Why We Kiss Under the Mistletoe

mag813 December 19, 2014 Comments Off on Why We Kiss Under the Mistletoe
Why We Kiss Under the Mistletoe

If you’ve ever wondered why we kiss under the mistletoe and how the plant got that strange name, well, wonder no more.

The name for mistletoe derives the fact that mistletoe tends to spring from bird droppings that have fallen on trees, with the seeds having passed through the digestive tract of the birds. Thus, the plant was given the name “misteltan” in Old English from “mistel”, meaning “dung”, and “tan”, the plural of “ta”, meaning “twig”. Hence, “mistletoe” is another way to essentially say “dung twig”.

Not only is mistletoe a dung twig, but most varieties of this plant are partial parasites, being unable to sustain themselves on their own photosynthesis, so they leach what they need from the particular tree they are growing on. Some varieties of mistletoe, such as the North America Arceuthobium pussilum, are full parasites in that they get all their resources from the tree they are growing on and have no leaves.

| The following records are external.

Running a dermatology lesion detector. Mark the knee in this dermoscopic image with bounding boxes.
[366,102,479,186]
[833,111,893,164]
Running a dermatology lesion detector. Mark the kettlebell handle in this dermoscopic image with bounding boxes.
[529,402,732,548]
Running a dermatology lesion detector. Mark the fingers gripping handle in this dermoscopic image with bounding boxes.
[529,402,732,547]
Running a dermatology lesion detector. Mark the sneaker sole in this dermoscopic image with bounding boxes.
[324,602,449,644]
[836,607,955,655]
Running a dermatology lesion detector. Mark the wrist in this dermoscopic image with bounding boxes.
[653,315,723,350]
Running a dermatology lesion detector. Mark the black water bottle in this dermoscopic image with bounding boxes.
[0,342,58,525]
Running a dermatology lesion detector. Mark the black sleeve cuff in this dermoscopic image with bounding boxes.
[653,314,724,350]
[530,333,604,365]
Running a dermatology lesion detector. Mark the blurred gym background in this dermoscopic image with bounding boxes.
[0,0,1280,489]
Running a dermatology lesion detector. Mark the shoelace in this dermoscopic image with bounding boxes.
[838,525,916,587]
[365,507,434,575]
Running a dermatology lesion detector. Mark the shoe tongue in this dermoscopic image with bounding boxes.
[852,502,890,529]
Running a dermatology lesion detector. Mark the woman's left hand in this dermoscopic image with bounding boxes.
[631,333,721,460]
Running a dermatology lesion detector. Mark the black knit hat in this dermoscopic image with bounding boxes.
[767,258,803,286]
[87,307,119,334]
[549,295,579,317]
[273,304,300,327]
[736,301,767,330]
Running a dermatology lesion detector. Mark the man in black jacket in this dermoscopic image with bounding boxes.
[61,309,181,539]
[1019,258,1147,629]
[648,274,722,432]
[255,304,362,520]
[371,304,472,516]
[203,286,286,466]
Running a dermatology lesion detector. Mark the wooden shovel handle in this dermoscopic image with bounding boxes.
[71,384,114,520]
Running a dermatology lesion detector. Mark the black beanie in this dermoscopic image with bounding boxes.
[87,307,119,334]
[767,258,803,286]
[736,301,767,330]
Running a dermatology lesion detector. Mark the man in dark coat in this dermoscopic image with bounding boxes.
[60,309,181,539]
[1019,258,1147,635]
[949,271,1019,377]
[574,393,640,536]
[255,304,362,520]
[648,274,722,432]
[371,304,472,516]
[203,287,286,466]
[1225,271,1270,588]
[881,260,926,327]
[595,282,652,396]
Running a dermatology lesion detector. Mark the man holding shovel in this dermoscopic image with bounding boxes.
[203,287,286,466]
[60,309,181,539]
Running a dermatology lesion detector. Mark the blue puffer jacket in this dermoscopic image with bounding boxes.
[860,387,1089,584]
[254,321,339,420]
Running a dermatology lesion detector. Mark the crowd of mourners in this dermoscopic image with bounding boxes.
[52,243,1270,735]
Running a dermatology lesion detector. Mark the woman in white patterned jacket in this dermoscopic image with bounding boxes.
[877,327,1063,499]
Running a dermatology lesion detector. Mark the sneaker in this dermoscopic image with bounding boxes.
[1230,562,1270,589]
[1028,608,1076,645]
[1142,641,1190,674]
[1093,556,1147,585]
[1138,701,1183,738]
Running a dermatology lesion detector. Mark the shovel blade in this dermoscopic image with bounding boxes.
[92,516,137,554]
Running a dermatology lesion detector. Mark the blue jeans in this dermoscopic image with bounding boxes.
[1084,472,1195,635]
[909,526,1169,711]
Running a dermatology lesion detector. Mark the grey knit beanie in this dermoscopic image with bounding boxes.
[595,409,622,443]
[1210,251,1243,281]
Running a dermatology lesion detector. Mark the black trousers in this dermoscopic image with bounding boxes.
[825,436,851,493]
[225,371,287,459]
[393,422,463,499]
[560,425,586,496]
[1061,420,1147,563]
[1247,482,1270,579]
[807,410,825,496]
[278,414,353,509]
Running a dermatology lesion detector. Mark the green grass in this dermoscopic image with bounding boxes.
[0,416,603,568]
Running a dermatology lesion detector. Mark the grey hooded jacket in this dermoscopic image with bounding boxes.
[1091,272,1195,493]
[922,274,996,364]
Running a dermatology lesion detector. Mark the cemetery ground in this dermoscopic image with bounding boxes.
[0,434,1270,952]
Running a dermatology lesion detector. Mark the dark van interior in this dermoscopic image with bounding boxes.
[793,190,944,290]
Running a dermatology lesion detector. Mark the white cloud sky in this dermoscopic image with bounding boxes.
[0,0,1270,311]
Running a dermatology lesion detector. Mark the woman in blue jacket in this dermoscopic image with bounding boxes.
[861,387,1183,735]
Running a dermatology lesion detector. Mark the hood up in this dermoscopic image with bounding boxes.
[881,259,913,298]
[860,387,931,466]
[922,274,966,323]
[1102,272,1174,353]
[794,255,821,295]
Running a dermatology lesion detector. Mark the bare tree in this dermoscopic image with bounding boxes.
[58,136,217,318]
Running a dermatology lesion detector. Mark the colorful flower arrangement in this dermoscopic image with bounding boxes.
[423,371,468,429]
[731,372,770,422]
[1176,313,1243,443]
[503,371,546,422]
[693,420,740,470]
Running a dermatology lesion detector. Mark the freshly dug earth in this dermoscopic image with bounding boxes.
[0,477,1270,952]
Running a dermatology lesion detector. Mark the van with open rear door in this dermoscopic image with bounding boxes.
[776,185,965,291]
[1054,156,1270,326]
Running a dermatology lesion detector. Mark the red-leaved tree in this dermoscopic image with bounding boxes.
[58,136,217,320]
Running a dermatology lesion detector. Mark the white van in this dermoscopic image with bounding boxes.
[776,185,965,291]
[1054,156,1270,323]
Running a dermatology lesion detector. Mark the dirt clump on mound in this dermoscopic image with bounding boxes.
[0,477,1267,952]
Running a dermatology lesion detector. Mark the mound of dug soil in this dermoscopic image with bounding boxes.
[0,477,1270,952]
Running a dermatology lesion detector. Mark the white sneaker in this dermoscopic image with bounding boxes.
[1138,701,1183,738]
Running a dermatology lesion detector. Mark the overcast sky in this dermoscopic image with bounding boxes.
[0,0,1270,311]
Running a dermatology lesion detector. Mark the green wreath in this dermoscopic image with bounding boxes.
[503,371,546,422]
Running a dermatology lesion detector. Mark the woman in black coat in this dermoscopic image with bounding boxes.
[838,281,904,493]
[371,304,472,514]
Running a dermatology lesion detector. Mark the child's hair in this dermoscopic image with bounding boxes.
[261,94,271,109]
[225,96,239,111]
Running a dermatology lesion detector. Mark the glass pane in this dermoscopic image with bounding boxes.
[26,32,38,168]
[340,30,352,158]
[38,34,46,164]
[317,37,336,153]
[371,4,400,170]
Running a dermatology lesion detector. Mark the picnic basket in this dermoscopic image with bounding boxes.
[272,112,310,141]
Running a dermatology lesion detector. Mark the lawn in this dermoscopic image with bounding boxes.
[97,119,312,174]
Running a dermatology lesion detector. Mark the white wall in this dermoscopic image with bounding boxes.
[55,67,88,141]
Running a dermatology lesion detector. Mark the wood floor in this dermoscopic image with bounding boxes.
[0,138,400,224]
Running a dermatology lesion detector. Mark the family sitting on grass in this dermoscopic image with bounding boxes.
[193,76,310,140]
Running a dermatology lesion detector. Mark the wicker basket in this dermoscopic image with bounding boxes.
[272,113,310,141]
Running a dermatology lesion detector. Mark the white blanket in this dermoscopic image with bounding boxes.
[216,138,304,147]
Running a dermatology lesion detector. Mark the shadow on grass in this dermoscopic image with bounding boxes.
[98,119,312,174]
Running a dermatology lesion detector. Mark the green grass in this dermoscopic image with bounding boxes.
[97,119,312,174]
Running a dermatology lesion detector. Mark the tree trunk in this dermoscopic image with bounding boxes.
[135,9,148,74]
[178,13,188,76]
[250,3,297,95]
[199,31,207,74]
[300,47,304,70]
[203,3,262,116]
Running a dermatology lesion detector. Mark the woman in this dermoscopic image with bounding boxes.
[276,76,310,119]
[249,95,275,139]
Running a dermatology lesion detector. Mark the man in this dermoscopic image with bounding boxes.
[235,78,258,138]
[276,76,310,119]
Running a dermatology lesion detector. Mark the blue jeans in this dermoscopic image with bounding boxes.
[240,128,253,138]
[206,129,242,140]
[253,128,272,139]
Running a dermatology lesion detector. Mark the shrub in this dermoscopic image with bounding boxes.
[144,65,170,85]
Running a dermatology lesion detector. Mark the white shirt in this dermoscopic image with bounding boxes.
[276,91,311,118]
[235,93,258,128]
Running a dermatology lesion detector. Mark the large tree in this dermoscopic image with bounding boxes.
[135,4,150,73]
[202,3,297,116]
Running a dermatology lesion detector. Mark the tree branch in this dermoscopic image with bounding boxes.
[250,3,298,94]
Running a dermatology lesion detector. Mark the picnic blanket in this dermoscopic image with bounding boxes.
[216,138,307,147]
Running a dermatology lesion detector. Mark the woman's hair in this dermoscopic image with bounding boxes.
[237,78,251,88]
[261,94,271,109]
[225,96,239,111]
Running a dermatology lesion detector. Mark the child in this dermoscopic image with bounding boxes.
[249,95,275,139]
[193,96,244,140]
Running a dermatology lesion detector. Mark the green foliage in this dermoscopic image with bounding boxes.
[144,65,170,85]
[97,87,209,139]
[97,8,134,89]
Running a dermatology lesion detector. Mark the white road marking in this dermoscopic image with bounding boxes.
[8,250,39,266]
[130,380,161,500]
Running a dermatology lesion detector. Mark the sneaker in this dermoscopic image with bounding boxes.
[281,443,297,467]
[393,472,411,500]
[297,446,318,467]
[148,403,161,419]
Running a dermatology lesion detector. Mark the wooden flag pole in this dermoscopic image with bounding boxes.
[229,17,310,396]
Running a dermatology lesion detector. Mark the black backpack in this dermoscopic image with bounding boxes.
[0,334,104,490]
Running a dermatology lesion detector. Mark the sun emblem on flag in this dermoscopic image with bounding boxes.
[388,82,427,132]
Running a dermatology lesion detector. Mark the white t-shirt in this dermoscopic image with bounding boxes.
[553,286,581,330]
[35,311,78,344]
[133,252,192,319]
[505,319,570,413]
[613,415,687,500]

So where did the tradition of kissing under a parasitic poop twig come from? The mistletoe has been considered a prized plant throughout history going all the way back to the Ancient Greeks, Celts, the Babylonians, and Scandinavians. For instance, the Ancient Greeks considered the plant an aphrodisiac; believed it aided in fertility; and could be used to achieve eternal life.

According to Ancient Babylonian legend, they had the closest thing to our current tradition of kissing under the mistletoe. At that time, single women looking for a mate supposedly would stand outside of the temple of the goddess of love. Mistletoe was hung over the entrance to the temple and when a potential suitor would approach one of the ladies, they were supposed to bond with him. They did not kiss, however, as kissing wasn’t a way to show affection at that time in the Babylonian empire.

As for a more direct root of our kissing tradition, Norseman had many traditions and legends concerning the mistletoe. One tradition was that mistletoe was a plant of peace and so that when enemies met under the mistletoe they were obliged to stop fighting for at least a day. Eventually, this spawned a tradition to hang mistletoe over the doorway of one’s home for peace and good luck.

Mistletoe became associated with Christmas from this tradition of hanging mistletoe in one’s home to bring good luck and peace to those within the house. The mistletoe would be hung around the New Year and the previous year’s mistletoe would be taken down, with its powers apparently tapped. The new plant would then provide this luck throughout the year.

By the 18th century in Britain, this evolved into the kissing tradition we have today. At this time, it became popular to create a ball of mistletoe that would be hung as a Christmas decoration. If a couple was found standing under the mistletoe, they were then obliged to kiss if the mistletoe ball still had berries. For each kiss, one berry would be taken from the ball. Once all the berries were gone, all the “luck” in love and marriage was considered to be drained out of the mistletoe and it was now considered bad luck to kiss beneath it, instead of good luck as before.